In particle systems, flocking refers to the phenomenon where particles' individual velocities eventually align. The Cucker-Smale model is a well-known mathematical framework that describes this behavior. Many continuous descriptions of the Cucker-Smale model use PDEs with both particle position and velocity as independent variables, thus providing a full description of the particles mean-field limit (MFL) dynamics. In this paper, we introduce a novel reduced inertial PDE model consisting of two equations that depend solely on particle position. In contrast to other reduced models, ours is not derived from the MFL, but directly includes the model reduction at the level of the empirical densities, thus allowing for a straightforward connection to the underlying particle dynamics. We present a thorough analytical investigation of our reduced model, showing that: firstly, our reduced PDE satisfies a natural and interpretable continuous definition of flocking; secondly, in specific cases, we can fully quantify the discrepancy between PDE solution and particle system. Our theoretical results are supported by numerical simulations.

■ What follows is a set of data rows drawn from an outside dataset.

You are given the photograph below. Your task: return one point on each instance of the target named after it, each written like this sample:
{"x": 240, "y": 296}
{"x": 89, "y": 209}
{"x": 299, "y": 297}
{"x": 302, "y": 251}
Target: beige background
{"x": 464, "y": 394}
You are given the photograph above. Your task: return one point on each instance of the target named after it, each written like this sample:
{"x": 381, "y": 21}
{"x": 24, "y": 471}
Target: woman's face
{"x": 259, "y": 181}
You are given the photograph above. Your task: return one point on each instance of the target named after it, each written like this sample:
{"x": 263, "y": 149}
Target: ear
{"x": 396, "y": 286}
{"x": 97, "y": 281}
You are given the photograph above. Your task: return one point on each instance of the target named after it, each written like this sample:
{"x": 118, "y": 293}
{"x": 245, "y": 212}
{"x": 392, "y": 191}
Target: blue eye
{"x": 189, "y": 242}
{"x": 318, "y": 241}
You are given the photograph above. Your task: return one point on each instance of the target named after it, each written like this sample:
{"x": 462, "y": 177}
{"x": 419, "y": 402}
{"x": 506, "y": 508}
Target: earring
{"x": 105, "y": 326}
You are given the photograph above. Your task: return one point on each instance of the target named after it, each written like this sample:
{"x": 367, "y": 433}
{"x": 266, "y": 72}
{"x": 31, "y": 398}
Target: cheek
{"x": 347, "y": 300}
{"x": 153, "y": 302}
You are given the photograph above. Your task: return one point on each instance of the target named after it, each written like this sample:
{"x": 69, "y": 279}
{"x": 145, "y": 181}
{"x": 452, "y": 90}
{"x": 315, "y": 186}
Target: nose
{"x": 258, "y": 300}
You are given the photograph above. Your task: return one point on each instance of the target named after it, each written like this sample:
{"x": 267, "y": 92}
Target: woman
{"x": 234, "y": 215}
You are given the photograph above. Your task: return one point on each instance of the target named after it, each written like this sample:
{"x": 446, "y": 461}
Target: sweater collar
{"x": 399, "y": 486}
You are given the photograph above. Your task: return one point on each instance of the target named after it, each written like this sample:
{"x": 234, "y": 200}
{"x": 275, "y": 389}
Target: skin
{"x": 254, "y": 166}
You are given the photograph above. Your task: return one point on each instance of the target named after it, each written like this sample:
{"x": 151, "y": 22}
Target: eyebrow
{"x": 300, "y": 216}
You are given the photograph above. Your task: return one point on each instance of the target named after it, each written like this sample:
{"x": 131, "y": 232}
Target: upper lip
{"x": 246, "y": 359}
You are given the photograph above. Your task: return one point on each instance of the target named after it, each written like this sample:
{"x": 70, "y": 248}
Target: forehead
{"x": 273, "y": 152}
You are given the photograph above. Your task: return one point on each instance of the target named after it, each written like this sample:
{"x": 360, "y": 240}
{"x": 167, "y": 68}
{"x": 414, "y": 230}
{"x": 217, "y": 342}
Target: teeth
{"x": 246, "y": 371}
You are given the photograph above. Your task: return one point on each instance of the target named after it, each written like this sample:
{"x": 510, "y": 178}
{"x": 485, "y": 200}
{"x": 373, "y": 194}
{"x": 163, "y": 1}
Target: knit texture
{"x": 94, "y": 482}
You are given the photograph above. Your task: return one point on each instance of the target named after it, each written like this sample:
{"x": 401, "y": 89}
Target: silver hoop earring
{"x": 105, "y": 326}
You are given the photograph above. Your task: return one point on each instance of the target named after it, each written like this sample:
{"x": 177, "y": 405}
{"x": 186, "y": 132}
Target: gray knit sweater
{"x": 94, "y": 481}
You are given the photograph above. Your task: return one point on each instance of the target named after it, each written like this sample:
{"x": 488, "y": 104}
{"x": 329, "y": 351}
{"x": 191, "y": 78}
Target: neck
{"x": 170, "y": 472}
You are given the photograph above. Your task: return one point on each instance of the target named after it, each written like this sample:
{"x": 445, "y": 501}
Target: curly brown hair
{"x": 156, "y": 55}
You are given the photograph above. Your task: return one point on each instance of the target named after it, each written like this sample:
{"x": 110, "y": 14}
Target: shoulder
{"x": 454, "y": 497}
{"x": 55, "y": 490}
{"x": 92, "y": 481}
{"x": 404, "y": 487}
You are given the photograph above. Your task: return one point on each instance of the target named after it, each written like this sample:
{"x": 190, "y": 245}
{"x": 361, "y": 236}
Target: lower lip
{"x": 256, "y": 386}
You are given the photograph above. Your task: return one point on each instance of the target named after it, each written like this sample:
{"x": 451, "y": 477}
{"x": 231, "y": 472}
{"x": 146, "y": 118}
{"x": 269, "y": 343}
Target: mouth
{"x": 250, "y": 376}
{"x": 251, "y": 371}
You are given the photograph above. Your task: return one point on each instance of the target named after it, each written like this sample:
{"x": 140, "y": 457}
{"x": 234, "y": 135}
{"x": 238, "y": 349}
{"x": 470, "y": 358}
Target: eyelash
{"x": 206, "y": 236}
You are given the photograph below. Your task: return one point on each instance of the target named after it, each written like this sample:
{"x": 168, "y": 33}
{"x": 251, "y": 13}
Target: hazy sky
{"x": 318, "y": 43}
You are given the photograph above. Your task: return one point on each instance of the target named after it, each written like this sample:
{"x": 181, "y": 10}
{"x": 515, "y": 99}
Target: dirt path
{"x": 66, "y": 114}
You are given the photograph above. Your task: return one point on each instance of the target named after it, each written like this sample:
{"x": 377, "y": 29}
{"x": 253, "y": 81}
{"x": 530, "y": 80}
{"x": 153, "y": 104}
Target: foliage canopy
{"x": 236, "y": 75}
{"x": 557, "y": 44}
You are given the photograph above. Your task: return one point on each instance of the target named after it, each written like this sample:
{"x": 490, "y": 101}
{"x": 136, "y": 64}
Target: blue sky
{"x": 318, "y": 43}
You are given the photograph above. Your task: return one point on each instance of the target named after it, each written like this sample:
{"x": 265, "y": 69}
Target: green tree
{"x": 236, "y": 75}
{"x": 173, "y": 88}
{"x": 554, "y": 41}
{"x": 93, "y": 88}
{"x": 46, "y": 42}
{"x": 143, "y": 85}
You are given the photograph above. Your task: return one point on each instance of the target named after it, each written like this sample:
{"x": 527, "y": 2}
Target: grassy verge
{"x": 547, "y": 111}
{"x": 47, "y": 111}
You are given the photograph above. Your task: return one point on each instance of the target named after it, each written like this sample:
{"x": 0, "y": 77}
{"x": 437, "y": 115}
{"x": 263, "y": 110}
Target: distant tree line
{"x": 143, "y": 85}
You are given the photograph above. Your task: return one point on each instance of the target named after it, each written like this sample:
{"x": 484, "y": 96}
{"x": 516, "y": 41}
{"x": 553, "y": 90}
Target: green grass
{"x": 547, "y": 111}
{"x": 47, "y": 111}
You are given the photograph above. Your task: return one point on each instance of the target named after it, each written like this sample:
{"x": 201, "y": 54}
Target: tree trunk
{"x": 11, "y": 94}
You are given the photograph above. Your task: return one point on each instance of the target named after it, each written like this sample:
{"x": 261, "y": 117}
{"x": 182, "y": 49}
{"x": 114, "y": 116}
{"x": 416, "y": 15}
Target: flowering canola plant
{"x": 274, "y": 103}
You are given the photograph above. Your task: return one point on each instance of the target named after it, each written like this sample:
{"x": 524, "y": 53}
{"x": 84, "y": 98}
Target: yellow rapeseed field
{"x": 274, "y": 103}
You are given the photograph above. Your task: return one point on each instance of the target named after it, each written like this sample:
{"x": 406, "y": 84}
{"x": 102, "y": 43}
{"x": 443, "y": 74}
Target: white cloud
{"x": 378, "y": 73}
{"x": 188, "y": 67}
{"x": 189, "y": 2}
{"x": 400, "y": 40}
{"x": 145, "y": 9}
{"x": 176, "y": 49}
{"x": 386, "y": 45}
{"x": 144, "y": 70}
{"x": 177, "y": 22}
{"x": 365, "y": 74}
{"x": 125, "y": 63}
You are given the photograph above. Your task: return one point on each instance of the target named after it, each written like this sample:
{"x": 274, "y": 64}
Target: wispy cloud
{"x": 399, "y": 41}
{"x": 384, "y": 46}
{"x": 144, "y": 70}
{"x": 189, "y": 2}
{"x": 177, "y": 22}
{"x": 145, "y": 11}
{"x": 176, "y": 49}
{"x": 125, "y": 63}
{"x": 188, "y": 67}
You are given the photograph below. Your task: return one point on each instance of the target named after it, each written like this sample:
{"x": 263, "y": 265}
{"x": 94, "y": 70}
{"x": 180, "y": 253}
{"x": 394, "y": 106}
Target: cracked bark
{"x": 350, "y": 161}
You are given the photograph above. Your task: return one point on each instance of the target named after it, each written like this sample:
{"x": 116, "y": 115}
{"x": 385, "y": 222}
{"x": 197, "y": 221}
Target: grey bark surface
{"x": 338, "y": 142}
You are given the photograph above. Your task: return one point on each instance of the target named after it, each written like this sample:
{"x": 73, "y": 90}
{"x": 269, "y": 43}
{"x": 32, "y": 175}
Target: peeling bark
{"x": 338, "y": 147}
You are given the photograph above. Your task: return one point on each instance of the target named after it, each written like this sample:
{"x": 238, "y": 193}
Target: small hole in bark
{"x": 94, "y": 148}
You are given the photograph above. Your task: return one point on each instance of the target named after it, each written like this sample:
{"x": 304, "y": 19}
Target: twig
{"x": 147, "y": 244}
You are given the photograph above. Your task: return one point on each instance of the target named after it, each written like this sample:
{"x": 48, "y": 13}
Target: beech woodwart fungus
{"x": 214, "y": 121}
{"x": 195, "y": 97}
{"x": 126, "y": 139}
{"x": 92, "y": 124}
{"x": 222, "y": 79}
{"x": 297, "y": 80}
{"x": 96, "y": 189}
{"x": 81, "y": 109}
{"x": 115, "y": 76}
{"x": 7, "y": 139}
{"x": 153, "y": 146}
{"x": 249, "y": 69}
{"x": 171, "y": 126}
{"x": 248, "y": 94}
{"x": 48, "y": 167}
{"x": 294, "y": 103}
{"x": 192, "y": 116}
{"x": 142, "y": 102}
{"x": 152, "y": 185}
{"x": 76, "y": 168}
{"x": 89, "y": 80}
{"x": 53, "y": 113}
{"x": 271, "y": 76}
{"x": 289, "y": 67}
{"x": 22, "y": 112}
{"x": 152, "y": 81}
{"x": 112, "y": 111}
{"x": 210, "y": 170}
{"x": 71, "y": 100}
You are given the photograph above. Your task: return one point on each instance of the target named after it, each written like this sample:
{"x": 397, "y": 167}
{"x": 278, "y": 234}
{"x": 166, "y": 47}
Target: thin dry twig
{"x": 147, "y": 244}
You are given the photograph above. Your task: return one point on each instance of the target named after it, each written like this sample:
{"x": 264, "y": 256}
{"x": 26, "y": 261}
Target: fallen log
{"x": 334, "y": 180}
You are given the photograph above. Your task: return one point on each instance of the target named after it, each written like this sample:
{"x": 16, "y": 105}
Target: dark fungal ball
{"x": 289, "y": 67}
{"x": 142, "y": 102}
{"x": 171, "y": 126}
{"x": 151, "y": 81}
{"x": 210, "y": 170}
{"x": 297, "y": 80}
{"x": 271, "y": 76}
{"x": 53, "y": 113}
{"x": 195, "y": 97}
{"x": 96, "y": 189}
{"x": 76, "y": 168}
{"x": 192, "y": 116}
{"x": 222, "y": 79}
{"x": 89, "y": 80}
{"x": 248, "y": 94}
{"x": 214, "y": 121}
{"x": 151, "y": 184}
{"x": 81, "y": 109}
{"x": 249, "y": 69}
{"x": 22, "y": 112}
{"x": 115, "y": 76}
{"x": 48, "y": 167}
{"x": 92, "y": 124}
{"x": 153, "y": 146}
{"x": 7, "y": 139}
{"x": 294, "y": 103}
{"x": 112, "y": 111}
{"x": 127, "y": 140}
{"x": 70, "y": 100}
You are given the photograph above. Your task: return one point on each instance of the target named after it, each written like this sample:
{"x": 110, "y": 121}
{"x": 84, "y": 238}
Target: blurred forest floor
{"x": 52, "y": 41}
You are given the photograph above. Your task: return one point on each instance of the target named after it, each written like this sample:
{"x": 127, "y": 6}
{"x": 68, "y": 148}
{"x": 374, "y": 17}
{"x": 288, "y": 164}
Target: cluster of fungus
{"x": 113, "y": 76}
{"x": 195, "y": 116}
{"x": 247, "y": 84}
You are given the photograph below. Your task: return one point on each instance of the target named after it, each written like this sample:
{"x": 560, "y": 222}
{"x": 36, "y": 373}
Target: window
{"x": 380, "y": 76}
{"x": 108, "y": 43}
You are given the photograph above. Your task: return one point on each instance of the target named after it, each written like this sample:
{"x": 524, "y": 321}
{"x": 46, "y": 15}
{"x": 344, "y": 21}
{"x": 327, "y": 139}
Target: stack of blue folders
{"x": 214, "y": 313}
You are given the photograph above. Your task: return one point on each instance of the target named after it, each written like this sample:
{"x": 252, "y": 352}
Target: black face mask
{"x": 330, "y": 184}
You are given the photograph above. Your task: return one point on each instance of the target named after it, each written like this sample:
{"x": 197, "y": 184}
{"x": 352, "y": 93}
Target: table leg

翻译：在粒子系统中，集群现象指粒子的个体速度最终趋于一致。Cucker-Smale模型是描述该行为的经典数学框架。现有大多数Cucker-Smale模型的连续描述采用以粒子位置和速度为独立变量的偏微分方程，从而完整描述了粒子平均场极限动力学。本文提出一种新颖的简化惯性PDE模型，该模型仅包含两个依赖于粒子位置的方程。与其他简化模型不同，我们的模型并非从平均场极限推导而来，而是直接在经验密度层面进行模型简化，从而能够与底层粒子动力学建立直接联系。我们对简化模型进行了全面的理论分析，证明：首先，该简化PDE满足直观可解释的连续集群定义；其次，在特定情形下可以完整量化PDE解与粒子系统之间的差异。理论结果均通过数值模拟验证。